Il ne suffit pas d’intégrer plus de laïcs aux instances décisionnelles. Néanmoins, la parité reste un élément de bon sens évangélique, y compris celle entre hommes et femmes. Tout comme la compétence des membres des différents conseils et commissions. La prévention reste absolument nécessaire en tout temps, mais l’on ne peut s’en contenter : il s’agit aussi de s’engager dans un travail théologique de fond repérant ce qui, dans le donné théologique, les Écritures, dans les textes législatifs, réglementaires, etc., pourrait être ambigu et utilisé à mauvais escient. Les groupes de travail mis en place par la Conférence des évêques de France (CEF) et la Conférence des religieuses et religieux de France (CORREF) dans la suite du travail de la Ciase sont un bon signal. Pour autant, c’est tout le travail théologique qui doit continuer mais pas seulement théoriquement : il doit commencer et se poursuivre par l’écoute des victimes qui détiennent un savoir propre et savent par expérience ce qui dysfonctionne.

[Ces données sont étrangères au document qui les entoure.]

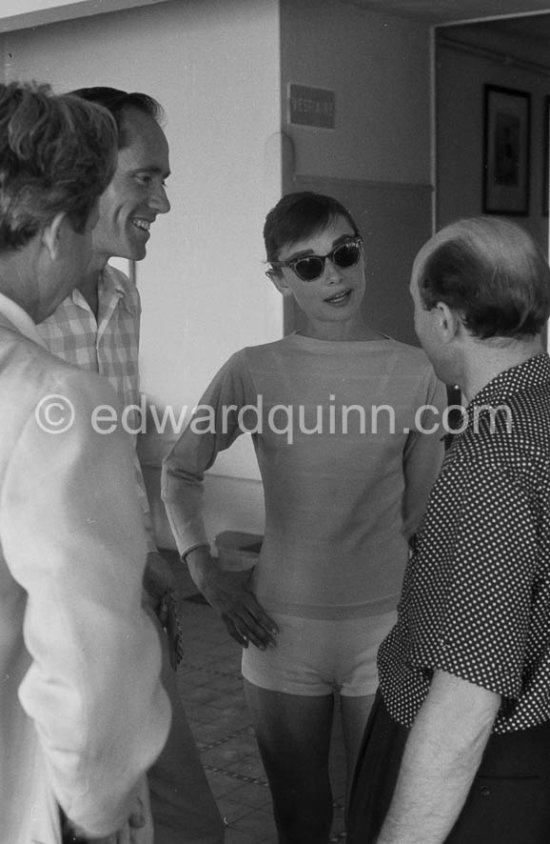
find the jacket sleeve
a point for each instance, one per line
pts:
(72, 537)
(220, 417)
(423, 453)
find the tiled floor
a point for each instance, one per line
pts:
(210, 685)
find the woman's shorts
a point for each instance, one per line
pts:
(316, 657)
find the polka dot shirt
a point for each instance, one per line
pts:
(476, 595)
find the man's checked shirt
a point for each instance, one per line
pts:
(109, 346)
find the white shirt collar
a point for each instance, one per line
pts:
(20, 319)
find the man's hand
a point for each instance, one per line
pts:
(158, 578)
(127, 835)
(229, 593)
(442, 754)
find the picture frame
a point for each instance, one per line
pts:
(506, 151)
(545, 149)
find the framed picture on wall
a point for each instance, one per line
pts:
(506, 153)
(546, 144)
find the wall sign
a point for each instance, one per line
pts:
(311, 106)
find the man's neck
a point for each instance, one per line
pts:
(490, 359)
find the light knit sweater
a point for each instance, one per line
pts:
(345, 488)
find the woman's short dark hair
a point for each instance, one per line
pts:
(57, 154)
(298, 216)
(492, 272)
(118, 102)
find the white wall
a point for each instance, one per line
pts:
(460, 80)
(214, 65)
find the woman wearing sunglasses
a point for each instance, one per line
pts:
(334, 411)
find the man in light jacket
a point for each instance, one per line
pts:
(82, 712)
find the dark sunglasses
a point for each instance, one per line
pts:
(312, 267)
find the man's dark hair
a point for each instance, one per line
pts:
(492, 272)
(118, 103)
(57, 154)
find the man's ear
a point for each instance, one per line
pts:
(52, 234)
(278, 280)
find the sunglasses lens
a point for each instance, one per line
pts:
(347, 255)
(308, 269)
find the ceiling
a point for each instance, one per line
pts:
(453, 11)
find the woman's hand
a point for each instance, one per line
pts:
(229, 593)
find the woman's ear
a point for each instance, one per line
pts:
(52, 235)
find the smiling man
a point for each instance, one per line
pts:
(97, 328)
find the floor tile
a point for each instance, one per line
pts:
(209, 681)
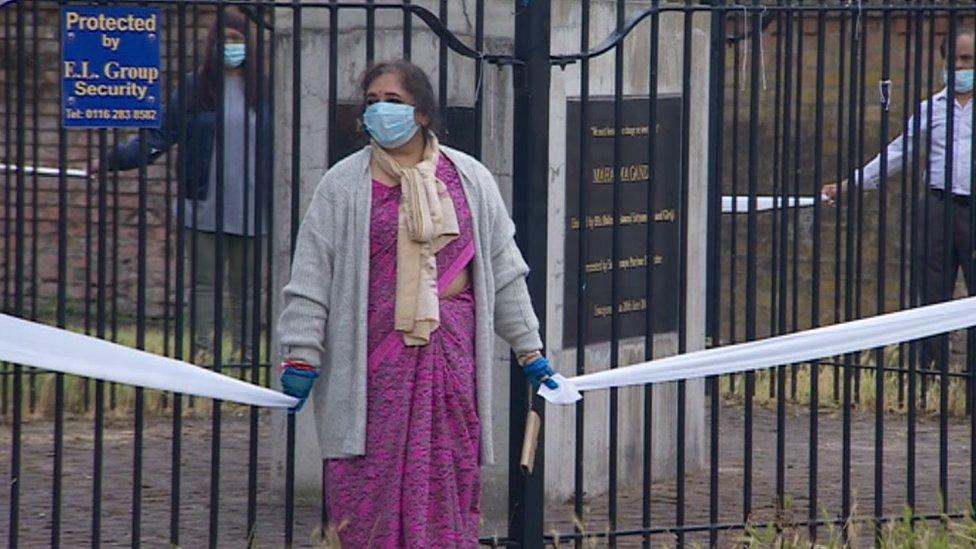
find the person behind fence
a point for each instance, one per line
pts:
(193, 117)
(929, 261)
(404, 269)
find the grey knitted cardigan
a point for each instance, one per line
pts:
(324, 317)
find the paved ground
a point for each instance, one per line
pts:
(116, 504)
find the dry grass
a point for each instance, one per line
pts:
(866, 398)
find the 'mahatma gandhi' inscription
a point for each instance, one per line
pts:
(646, 185)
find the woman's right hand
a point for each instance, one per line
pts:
(94, 169)
(297, 378)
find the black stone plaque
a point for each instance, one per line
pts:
(638, 262)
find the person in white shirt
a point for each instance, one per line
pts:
(930, 259)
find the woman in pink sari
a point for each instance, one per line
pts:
(412, 238)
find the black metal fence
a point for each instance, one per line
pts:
(777, 100)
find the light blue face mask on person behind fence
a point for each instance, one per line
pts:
(390, 124)
(963, 82)
(233, 55)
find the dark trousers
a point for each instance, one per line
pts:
(941, 250)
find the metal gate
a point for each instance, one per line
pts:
(619, 130)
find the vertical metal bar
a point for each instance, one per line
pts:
(814, 446)
(840, 175)
(797, 172)
(858, 196)
(683, 250)
(777, 182)
(914, 279)
(879, 358)
(58, 465)
(8, 220)
(949, 265)
(407, 31)
(333, 102)
(218, 290)
(35, 143)
(737, 84)
(195, 213)
(530, 201)
(114, 285)
(648, 434)
(249, 138)
(716, 152)
(904, 260)
(168, 221)
(856, 26)
(971, 333)
(260, 169)
(614, 413)
(101, 319)
(751, 251)
(582, 297)
(140, 341)
(442, 98)
(181, 173)
(296, 143)
(89, 254)
(370, 32)
(20, 136)
(479, 74)
(783, 176)
(270, 206)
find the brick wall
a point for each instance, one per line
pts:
(835, 139)
(41, 145)
(41, 141)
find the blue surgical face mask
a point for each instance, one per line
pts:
(390, 124)
(233, 55)
(963, 82)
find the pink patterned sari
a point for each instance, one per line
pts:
(419, 483)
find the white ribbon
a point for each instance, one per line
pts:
(834, 340)
(33, 344)
(45, 171)
(735, 204)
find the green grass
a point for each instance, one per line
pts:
(868, 392)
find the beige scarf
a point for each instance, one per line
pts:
(427, 223)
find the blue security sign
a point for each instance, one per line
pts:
(110, 67)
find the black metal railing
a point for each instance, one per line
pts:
(659, 125)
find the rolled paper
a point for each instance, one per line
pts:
(533, 423)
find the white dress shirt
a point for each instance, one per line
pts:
(962, 139)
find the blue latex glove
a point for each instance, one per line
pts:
(297, 382)
(538, 372)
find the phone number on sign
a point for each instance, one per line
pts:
(112, 114)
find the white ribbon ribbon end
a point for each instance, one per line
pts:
(565, 393)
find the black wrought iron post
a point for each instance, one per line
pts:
(530, 199)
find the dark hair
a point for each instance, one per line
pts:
(944, 46)
(207, 79)
(414, 80)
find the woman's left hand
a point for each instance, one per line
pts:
(539, 372)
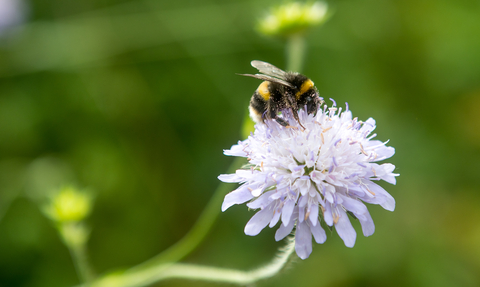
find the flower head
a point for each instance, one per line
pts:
(302, 177)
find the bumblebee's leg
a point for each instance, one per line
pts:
(282, 122)
(294, 108)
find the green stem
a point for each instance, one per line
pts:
(200, 229)
(213, 274)
(295, 50)
(146, 272)
(198, 272)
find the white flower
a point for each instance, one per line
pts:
(303, 176)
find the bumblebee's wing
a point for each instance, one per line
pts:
(270, 79)
(268, 69)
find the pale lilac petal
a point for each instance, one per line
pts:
(383, 197)
(261, 201)
(258, 222)
(284, 230)
(313, 214)
(303, 240)
(287, 211)
(368, 227)
(345, 229)
(237, 196)
(329, 161)
(318, 233)
(275, 218)
(355, 206)
(230, 178)
(327, 215)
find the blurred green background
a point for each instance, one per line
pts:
(136, 100)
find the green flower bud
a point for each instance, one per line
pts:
(69, 205)
(293, 18)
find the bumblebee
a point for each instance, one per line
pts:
(281, 91)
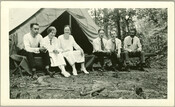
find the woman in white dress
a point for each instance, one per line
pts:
(50, 42)
(67, 43)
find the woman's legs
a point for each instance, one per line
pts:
(83, 68)
(74, 70)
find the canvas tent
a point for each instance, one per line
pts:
(83, 27)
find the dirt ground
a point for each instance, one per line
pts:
(96, 85)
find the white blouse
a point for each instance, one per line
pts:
(67, 44)
(31, 44)
(50, 44)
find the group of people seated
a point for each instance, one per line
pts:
(54, 50)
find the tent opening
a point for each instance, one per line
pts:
(76, 31)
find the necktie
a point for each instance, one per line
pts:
(50, 41)
(132, 40)
(102, 44)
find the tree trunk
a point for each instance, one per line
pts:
(116, 11)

Faut-il envisager une « sortie de l’Église » pour la prise en charge des victimes et des abus ? Les faire accompagner par des instances indépendantes des directions d’Églises et des clergés ?

Il ne s’agit en aucun cas d’opposer le travail de l’Église et celui qui s’effectue dans les instances ad hoc de la société. Il n’y a aucune opposition entre les deux et toute victime doit pouvoir être suffisamment informée pour pouvoir choisir ce dont elle a besoin. Le traumatisme est en effet un mécanisme très complexe et certaines victimes ne seront pas en capacité de s’adresser à un représentant de l’Église, à l’inverse d’autres victimes qui, elles, exigeront de rencontrer des responsables de l’Église pour précisément dire en face à face ce qu’elles ont sur le cœur. C’est d’ailleurs ce qui rend si complexe le travail de l’Instance nationale indépendante de reconnaissance et de réparation (INIRR) mise en place par la CEF et celui de la Commission reconnaissance et réparation (CRR) dépendante de la CORREF car il ne s’agit pas simplement d’indemnisation mais d’un prendre-soin toujours singularisé à chacune et chacun.

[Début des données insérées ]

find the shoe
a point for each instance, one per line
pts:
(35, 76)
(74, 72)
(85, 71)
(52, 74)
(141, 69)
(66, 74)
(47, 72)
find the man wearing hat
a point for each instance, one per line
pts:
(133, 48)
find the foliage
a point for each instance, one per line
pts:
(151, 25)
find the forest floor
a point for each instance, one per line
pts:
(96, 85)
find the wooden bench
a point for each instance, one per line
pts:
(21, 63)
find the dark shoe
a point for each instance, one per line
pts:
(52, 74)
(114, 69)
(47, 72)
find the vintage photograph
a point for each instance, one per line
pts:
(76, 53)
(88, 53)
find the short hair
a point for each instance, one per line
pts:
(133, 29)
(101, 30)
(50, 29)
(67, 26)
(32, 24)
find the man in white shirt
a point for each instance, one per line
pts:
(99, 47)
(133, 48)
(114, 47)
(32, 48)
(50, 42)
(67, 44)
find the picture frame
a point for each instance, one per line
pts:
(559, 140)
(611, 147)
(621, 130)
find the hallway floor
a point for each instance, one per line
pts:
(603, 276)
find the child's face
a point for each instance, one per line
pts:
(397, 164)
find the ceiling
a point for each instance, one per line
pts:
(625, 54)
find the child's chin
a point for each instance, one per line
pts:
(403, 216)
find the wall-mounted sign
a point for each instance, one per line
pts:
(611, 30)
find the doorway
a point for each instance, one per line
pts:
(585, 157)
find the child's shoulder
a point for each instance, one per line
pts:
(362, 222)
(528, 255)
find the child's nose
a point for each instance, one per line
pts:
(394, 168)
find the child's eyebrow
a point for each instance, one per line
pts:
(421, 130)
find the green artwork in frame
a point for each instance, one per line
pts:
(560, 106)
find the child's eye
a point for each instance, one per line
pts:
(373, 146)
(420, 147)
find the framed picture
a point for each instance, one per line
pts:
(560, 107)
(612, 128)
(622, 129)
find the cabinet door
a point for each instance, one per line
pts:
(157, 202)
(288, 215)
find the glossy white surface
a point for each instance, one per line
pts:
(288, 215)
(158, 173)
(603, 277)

Propos recueillis par Anne Mellier

 

Armer la jeunesse

La Fédération protestante de France (FPF) a publié en 2019 un livret sur l’accueil des mineurs en Église à l’adresse des encadrants des œuvres de jeunesse protestantes.
« Aux côtés de victimes qui viendraient se confier à nous, la priorité c’est de permettre la parole, assure Matthias Dietsch, président de la Commission jeunesse de la FPF. Pour le reste, nous nous efforçons de convaincre l’enfant de se tourner vers d’autres personnes comme un médecin ou un assistant social auprès desquels nous pouvons l’accompagner ». Dans les animations, les adultes sont vigilants à toute situation d’humiliation entre enfants. « C’est pour cela qu’ils réalisent des évaluations après chaque activité. » Reprenant l’esprit du cahier de la FPF, Pierre Magne de la Croix souligne la responsabilité particulière du catéchisme et de l’école du dimanche ou école biblique pour armer les enfants et « former des personnes autonomes en mesure de défendre l’intégrité de leurs consciences et de leurs corps ». Ce sont pour lui des lieux privilégiés pour « transmettre la capacité de dire non, le questionnement de l’autorité même spirituelle et le refus d’idéaliser une personne quelle qu’elle soit ».